Toxicity categories detected: sexual harassment, hate speech, threats, abuse, profanity, insult, and graphic content.

Example

Use case: a contact center wants to automatically flag abusive customer calls for supervisor review — without a human having to listen to every recording.

Improving Transcription Accuracy

Custom Vocabularies

Teaches Transcribe new WORDS — specific terms, brand names, acronyms, and jargon it has never encountered before. You can also provide pronunciation hints.

Example

Without custom vocabulary: Transcribe hears “AWS Microservices” and outputs “USA my crow services.”
With custom vocabulary: Transcribe learns the word “microservices” and outputs “AWS Microservices” correctly.

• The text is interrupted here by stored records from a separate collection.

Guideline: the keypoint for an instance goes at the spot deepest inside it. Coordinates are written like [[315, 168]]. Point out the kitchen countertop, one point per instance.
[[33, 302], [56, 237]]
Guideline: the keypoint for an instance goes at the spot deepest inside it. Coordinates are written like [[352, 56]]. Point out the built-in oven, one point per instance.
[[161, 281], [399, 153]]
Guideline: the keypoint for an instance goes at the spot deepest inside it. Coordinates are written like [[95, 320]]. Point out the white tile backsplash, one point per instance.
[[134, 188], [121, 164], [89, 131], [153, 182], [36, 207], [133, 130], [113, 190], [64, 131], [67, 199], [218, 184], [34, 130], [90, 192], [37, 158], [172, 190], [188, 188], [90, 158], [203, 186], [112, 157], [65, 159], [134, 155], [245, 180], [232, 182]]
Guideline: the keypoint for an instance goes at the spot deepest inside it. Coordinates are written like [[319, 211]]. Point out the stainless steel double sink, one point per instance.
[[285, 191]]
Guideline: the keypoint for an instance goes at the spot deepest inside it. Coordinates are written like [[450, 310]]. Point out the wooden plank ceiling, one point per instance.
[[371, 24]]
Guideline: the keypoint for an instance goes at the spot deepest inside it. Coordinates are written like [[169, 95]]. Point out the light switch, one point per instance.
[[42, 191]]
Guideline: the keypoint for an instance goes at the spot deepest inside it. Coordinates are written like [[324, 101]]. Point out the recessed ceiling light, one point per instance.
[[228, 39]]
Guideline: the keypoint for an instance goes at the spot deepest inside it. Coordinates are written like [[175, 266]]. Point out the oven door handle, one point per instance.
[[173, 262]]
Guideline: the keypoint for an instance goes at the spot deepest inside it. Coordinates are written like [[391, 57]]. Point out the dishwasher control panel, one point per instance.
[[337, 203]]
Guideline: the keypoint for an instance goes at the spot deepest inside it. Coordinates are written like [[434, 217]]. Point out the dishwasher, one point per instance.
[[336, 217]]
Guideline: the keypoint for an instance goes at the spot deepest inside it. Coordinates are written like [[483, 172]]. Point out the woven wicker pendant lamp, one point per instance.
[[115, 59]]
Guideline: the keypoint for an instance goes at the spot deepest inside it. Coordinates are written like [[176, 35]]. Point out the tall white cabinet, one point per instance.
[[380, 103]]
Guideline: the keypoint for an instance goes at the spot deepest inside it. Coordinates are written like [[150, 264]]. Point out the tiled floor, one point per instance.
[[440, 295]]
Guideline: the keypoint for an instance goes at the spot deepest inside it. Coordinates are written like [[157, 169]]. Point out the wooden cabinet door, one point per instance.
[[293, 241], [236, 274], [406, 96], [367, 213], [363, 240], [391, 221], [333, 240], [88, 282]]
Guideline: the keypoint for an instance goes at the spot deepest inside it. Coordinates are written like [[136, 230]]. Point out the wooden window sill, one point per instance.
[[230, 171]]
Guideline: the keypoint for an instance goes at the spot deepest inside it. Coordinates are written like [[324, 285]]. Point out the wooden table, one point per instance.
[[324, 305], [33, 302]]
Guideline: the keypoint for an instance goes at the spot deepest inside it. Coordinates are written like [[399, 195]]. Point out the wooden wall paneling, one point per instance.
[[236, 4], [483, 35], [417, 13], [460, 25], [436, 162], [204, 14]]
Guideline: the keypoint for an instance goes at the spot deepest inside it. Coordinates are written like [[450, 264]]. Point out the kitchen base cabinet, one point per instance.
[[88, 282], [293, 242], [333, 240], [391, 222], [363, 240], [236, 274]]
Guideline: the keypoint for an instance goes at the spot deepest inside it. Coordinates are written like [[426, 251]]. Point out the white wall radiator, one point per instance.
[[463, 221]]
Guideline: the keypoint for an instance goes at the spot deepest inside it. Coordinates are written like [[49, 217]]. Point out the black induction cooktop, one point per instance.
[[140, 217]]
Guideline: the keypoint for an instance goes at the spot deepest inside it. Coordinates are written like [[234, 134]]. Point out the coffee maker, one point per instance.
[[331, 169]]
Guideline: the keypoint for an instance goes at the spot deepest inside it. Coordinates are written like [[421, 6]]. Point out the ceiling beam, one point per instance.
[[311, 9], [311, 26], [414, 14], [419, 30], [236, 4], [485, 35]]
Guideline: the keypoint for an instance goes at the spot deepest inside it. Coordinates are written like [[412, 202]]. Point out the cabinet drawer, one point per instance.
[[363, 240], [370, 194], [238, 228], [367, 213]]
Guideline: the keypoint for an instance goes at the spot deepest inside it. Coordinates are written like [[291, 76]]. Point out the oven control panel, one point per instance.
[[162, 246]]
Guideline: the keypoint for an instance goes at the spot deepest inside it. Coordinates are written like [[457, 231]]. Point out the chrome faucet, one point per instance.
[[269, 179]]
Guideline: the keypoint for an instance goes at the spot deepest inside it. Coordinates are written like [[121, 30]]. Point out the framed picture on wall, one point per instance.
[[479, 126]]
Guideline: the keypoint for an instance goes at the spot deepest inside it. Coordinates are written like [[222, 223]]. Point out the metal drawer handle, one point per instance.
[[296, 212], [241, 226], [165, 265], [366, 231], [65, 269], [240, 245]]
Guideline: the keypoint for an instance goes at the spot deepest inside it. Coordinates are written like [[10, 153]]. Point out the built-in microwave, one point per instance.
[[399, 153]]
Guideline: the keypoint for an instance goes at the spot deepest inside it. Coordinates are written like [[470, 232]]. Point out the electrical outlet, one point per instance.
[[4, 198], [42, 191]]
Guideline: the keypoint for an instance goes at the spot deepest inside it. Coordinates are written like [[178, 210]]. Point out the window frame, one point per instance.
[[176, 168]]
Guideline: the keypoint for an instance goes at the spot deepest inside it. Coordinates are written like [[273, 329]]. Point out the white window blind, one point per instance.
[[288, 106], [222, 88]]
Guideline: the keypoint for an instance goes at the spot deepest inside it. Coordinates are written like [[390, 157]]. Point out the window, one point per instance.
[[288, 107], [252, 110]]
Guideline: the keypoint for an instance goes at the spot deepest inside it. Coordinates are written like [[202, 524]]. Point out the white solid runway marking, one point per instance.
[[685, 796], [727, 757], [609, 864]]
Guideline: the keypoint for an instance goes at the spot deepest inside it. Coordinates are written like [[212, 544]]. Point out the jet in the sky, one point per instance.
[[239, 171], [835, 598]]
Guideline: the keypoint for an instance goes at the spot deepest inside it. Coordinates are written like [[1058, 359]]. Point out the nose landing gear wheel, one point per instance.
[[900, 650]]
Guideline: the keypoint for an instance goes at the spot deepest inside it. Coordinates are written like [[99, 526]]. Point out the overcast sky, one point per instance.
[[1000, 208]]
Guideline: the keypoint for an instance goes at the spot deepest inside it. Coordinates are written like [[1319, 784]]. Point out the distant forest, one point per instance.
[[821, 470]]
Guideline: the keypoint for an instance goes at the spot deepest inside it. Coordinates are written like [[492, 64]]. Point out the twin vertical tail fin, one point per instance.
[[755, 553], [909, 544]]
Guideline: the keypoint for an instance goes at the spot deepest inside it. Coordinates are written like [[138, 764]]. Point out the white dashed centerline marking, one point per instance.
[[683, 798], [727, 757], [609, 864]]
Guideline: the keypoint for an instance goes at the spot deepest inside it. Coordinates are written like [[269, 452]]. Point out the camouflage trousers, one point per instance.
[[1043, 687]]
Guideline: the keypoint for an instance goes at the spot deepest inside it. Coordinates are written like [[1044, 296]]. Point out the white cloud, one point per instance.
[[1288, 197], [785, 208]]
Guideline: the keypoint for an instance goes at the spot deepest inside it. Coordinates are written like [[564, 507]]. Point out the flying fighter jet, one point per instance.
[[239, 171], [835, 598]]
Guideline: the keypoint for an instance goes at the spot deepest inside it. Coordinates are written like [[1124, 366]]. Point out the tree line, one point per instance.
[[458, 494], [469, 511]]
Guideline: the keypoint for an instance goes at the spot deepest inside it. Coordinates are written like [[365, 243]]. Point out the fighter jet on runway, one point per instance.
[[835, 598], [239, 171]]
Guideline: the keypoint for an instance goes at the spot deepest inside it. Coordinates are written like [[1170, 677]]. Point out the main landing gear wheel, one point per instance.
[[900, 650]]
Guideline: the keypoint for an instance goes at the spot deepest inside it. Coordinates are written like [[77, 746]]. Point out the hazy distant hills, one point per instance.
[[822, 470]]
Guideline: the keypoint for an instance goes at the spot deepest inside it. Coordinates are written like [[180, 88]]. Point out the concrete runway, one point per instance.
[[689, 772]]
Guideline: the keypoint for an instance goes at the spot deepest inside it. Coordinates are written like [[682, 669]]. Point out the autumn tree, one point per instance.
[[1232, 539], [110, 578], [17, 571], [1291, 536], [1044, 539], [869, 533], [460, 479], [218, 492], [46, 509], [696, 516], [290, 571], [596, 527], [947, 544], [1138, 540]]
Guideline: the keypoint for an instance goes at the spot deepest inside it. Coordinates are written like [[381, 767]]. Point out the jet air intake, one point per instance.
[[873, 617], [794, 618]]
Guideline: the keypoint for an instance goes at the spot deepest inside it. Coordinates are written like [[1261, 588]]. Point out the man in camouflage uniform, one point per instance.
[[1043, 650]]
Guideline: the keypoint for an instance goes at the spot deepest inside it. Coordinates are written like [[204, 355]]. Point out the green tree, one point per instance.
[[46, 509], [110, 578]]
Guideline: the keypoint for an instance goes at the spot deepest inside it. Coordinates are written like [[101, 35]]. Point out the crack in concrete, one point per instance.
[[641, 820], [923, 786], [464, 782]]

Use case: technical companies, medical practices, legal firms — any domain with specialized terminology.

Custom Language Models

Teaches Transcribe the CONTEXT of your domain — not new words, but how words relate to each other in your specific field.

Example

The word “crow” could mean a bird or a shortening of “microservice” depending on context. Without a custom language model, Transcribe guesses based on general language patterns. With a custom language model trained on your IT documentation, Transcribe understands that in your context “crow” likely means “microservice.”

Use case: when your domain uses common words in uncommon ways.

Key Idea: Custom Vocabularies vs Custom Language Models

  • Custom Vocabularies → teach new WORDS (brand names, acronyms, jargon).

  • Custom Language Models → teach CONTEXT (how words relate in your domain).

  • Use both together → for highest transcription accuracy.

Use Cases

Transcribe customer service calls → quality assurance, compliance  
Automated closed captioning → video accessibility  
Subtitle generation → media and entertainment  
Searchable media archive → generate metadata from audio/video  
Toxicity detection in calls → contact center safety  
Medical dictation → clinical documentation

Minuta 2026-06-19 Amazon Polly

Critical Distinction: Transcribe vs Polly

Amazon Transcribe → Speech TO Text (audio in, text out)  
Amazon Polly → Text TO Speech (text in, audio out)

Analogy: A court stenographer vs a narrator

Amazon Transcribe is the court stenographer — listens to everything said and writes it down. Amazon Polly is the narrator — reads written text aloud in a natural voice. Opposite directions, complementary services.

Exam Scope

You will not be asked how to configure Transcribe. You need to:

  • Know what Transcribe does (speech-to-text, ASR).
  • Recognize the four key features: PII redaction, automatic language identification, toxicity detection, accuracy improvement.
  • Distinguish Custom Vocabularies (new words) from Custom Language Models (context).
  • Distinguish Transcribe (speech-to-text) from Polly (text-to-speech).
  • Toxicity detection is explicitly flagged by Maarek as exam-relevant — know the two signal types (speech cues + text cues) and the categories.

Exam Domain

  • Domain 1, Task Statement 1.2: “Explain the capabilities of AWS managed AI/ML services (for example, Amazon Transcribe).”
  • Domain 1, Task Statement 1.2: “Identify examples of real-world AI applications (for example, speech recognition).”